353 words 2 mins read

Fixing HTTP/2 and preparing for HTTP/3 over QUIC

Fixing HTTP/2 and preparing for HTTP/3 over QUIC

Deploying HTTP/2 correctly can be challenging in practice, and HTTP/3 will make things even more difficult as the underlying QUIC protocol runs over user datagram protocol (UDP). Robin Marx explores practical proxying, caching, load balancing, and routing issues and how to overcome them.

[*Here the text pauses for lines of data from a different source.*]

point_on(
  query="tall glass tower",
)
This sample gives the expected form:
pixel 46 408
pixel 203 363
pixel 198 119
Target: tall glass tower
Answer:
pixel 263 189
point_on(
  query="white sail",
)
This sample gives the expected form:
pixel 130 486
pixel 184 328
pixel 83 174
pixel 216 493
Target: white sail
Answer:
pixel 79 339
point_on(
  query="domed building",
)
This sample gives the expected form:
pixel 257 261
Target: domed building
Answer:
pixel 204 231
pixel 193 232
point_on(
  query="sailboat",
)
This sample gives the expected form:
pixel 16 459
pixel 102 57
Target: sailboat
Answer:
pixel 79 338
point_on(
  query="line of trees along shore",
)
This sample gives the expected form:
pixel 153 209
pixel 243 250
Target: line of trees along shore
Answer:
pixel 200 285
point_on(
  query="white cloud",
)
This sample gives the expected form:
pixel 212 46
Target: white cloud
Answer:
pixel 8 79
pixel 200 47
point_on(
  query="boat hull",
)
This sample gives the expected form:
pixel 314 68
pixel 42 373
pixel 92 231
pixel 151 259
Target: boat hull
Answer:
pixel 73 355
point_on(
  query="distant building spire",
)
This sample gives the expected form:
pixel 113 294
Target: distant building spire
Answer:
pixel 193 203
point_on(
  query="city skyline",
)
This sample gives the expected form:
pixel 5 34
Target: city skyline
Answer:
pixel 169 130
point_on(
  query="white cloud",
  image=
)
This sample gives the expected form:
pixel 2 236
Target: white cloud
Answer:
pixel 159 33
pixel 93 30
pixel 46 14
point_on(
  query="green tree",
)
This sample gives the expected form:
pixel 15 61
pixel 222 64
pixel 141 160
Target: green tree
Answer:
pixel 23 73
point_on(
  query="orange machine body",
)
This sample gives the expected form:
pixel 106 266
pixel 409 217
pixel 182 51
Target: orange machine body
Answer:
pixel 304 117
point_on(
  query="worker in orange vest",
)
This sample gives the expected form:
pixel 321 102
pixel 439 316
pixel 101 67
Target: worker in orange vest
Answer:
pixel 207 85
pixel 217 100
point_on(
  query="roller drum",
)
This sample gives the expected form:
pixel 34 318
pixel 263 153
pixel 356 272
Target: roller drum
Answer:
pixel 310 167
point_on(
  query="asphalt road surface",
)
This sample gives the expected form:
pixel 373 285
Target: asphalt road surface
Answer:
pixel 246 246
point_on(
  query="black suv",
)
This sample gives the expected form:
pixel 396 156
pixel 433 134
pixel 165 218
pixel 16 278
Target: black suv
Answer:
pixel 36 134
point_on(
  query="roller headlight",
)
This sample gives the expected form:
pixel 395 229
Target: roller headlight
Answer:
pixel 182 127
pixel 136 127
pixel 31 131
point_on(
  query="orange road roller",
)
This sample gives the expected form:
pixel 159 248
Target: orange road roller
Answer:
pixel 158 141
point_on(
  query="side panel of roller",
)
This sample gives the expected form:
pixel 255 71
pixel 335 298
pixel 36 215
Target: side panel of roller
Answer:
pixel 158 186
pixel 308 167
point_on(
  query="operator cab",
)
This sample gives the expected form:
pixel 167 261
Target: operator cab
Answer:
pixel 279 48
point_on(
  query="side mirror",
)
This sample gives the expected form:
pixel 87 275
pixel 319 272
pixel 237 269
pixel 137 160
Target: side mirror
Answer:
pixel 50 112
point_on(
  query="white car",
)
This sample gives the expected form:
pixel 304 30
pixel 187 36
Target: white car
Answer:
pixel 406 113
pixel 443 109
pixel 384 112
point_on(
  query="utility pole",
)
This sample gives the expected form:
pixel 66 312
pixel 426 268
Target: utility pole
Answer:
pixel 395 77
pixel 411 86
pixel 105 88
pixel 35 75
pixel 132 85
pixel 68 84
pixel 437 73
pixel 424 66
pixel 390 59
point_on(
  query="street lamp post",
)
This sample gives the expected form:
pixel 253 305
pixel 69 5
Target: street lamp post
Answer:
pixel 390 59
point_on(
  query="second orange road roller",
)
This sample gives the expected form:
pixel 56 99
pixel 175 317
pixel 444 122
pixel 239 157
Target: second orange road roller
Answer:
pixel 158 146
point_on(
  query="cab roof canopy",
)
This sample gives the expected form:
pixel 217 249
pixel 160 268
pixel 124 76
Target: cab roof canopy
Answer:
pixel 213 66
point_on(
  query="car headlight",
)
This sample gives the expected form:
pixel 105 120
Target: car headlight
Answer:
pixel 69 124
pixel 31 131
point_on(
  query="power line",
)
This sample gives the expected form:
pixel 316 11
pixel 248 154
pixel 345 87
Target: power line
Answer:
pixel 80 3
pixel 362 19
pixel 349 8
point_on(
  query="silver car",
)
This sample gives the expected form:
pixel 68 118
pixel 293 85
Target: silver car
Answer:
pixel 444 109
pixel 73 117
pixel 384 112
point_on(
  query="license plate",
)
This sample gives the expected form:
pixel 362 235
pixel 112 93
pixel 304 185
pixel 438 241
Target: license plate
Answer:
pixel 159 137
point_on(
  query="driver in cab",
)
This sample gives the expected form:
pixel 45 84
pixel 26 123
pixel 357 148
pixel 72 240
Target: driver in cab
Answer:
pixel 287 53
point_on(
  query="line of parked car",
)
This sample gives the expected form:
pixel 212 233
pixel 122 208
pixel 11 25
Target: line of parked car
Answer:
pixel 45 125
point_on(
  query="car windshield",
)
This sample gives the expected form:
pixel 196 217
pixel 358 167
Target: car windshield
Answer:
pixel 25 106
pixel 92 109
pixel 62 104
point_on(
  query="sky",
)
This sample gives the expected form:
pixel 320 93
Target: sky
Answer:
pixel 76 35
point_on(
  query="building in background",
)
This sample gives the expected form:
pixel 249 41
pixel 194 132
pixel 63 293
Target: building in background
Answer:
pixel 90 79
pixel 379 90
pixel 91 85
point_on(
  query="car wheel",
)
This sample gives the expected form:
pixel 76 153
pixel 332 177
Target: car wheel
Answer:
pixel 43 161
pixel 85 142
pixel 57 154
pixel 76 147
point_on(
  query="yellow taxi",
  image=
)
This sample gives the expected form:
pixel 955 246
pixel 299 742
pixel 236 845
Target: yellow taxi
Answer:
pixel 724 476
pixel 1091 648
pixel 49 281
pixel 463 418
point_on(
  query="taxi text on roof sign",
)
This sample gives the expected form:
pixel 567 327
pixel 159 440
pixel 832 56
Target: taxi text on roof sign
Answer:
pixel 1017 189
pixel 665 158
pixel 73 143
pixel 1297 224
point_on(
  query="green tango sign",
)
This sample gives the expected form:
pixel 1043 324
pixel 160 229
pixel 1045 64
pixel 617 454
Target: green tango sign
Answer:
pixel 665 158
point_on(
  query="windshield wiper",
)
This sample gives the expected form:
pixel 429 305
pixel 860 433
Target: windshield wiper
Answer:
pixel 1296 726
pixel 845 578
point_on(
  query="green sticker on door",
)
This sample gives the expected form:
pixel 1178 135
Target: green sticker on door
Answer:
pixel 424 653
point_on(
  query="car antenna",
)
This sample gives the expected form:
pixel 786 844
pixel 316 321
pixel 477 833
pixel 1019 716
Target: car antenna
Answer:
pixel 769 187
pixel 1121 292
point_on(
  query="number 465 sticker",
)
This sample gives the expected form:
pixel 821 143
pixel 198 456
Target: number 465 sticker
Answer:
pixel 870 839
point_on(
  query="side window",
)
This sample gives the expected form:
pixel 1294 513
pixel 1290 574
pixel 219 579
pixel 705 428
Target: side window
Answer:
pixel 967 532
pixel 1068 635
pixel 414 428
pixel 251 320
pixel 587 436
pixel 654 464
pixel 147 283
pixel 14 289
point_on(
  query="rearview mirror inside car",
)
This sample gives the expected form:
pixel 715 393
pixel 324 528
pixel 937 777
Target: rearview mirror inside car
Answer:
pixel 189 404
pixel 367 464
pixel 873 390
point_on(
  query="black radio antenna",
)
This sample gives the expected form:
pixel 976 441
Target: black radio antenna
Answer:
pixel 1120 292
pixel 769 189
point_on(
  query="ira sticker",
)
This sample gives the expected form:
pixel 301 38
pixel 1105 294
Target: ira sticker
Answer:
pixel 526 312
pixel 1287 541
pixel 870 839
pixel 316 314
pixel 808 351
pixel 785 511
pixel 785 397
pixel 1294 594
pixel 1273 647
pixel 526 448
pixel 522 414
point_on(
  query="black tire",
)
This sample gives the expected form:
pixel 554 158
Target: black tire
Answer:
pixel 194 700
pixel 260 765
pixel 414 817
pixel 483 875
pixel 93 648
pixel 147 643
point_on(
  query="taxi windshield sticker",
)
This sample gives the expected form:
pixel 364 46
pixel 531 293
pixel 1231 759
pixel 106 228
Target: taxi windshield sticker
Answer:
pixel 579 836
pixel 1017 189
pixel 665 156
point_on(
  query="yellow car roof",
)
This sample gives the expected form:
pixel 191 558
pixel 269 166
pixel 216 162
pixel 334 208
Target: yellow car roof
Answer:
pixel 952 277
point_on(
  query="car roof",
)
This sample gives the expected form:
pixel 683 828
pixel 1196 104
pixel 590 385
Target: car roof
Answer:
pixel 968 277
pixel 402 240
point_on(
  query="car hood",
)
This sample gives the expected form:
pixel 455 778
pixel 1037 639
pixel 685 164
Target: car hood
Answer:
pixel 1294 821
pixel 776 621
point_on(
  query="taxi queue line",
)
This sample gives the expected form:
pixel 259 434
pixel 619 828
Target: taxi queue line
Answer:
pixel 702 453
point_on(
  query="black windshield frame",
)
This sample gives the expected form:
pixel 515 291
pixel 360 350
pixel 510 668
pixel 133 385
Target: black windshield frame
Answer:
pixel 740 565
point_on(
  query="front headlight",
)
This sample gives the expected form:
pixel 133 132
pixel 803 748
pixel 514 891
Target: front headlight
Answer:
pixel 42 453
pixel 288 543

Talk Title Fixing HTTP/2 and preparing for HTTP/3 over QUIC
Speakers Robin Marx (University of Hasselt, Expertise Centre for Digital Media EDM)
Conference O’Reilly Velocity Conference
Conf Tag Build systems that drive business
Location Berlin, Germany
Date November 5-7, 2019
URL Talk Page
Slides Talk Slides
Video

HTTP/2 has been standardized for four years now, and uptake is high. However, as recently highlighted by Andy Davies and Patrick Meenan, many multi-tier and cloud-based HTTP/2 deployments are badly configured, which leads to severe performance degradation as the HTTP/2 prioritization system fails to function correctly. Robin Marx takes a concrete look at the issues and explains the technical reasons, detailing how to test your own setup’s behavior and how to mitigate any problems you might encounter with actionable solutions. And after making sure your HTTP/2 setup is performing well, you’ll look to the future in the form of HTTP/3 and QUIC. As QUIC runs on top of UDP (as opposed to transmission control protocol (TCP)) and is fully end-to-end encrypted at the transport layer, deployments can encounter a slew of issues in terms of firewall, cache, proxy, load balancing, and routing setups. As not all networks will allow UDP, it also becomes necessary to run concurrent HTTP/2 and HTTP/3 stacks so users have a fallback option. Robin walks you through the QUIC and HTTP/3 protocol internals and explores the provisions that help to deal with these issues (e.g., the connection ID). You’ll discover concrete approaches that large companies like Facebook, Google, and Cloudflare are taking in their setups, and you’ll see the next generation of QUIC and HTTP/3 tools that can help you test your cutting-edge setup. And Robin touches on aspects such as 0-RTT connection setup and resumption. You’ll leave able to tweak and validate the performance of your HTTP/2 stack and start practically preparing and testing for the HTTP/3 madness.